Еще за минуту до этого казалось ему, что действительно нужно принимать какие-то меры, а теперь хоть убей - ничего не мог придумать. Мельком взглянул на псаломщика:
– Вы чему радуетесь?
– Мерещится вам?
– Я знаю, чему вы улыбаетесь. Это нечестно! Если у вас одни убежденья, а у меня другие убежденья, то с этим можно поспорить, кто прав.
– Да вы что?
– рассмеялся псаломщик.
– Или муха укусила? Нас с вами не тронут.
– А кого же тронут?
– спросил Никанор.
– Кого-нибудь потолще.
– Вы куда намекаете?
Часто мигающие глаза у Никанора налились подозреньем. Припомнил он, как псаломщик придирался за последнее время, как поругался за обедней в алтаре, - ясно. Этот человек, молча сидевший на сундуке, не выговорил ни одного слова участия за весь вечер, ни разу не возмутился поведением большевиков. Ясно!
– Если вы хотите посмеяться над моим несчастьем, то вам непростительно. Кто ругал большевиков месяц тому назад? Не вы собирались записаться в партию социалистов-революционеров? Смотрите!
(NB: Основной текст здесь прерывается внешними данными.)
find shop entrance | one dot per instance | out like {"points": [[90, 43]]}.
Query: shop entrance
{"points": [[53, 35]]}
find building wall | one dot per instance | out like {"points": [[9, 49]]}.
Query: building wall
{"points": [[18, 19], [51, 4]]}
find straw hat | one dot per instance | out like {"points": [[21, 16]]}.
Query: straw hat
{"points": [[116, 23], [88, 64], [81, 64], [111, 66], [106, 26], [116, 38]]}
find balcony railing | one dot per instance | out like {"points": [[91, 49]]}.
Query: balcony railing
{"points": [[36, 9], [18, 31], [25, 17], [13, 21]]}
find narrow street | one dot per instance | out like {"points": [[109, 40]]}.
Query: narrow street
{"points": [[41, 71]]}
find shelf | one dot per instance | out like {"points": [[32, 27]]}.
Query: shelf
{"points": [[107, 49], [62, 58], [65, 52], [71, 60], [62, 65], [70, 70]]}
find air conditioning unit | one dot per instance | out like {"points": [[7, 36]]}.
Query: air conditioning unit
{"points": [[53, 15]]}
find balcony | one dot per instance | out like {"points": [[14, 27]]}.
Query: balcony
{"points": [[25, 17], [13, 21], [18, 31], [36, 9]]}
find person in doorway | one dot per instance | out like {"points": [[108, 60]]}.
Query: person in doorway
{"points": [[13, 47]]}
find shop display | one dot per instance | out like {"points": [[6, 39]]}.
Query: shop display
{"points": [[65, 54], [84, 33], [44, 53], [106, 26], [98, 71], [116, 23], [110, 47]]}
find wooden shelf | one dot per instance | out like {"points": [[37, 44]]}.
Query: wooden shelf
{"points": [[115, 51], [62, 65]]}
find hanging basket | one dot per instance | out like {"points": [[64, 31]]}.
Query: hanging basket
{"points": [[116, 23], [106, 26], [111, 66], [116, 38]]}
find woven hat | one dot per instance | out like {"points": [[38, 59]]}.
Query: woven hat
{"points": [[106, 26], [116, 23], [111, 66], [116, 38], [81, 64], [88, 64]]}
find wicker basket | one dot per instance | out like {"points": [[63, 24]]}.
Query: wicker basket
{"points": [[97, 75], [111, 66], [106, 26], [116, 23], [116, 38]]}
Я все ваши выходки знаю...
Блюдов взял Никанора за руку.
– Батюшка, одно слово тащит другое слово. Бросьте об этом - не стоит. Лягте лучше, а мы по домам пойдем.
– Обидно, Федор Михалыч. Человек добра не помнит.
– От вашего добра я на двадцать лет состарился, - сказал псаломщик.
Быстро вошла попадья, потревоженная криком. Блюдов возмутительно говорил:
– Добро всегда останется добром. Не расстраивайтесь, батюшка. Рожь сеют осенью, весной она колосится. А вам, Иван Матвеич, стыдно, я прямо скажу - не люблю держать за зубами. Старый вы человек, на клиросе поете, а характером хуже маленького. Нарочно дергаете, вместо того чтобы успокоить расстроенного человека.
С улицы стукнул Сергей по наличнику. Дьякона даже передернуло от испуга:
– Кто это?
Все на минуту сгрудились около дверей. Блюдов вдруг заторопился домой, слегка вытанцовывая задрожавшими ногами, Никанор внутренне похолодел:
– Кому быть в такую пору?
– Сергей Николаевич, наверно.
– Постойте! Прежде чем отпирать - спросите. Матушка, иди сама. Там, вверху вертушок я приделал, зря-то не дергай.
16
Валерия сидела за книгой в своей комнате, перелистывала страницы. Закрывая глаза, видела Федякина, странно притягивающего, Петунникова с Марьей Кондратьевной, мужиков, налетающих друг на друга. Чувствовала: надвигается что-то огромное, страшное, но страшное не пугало, а неотразимо втягивало, поднимало на крыльях. Хотелось вместе с другими пережить неиспытанное чувство головокружительного полета.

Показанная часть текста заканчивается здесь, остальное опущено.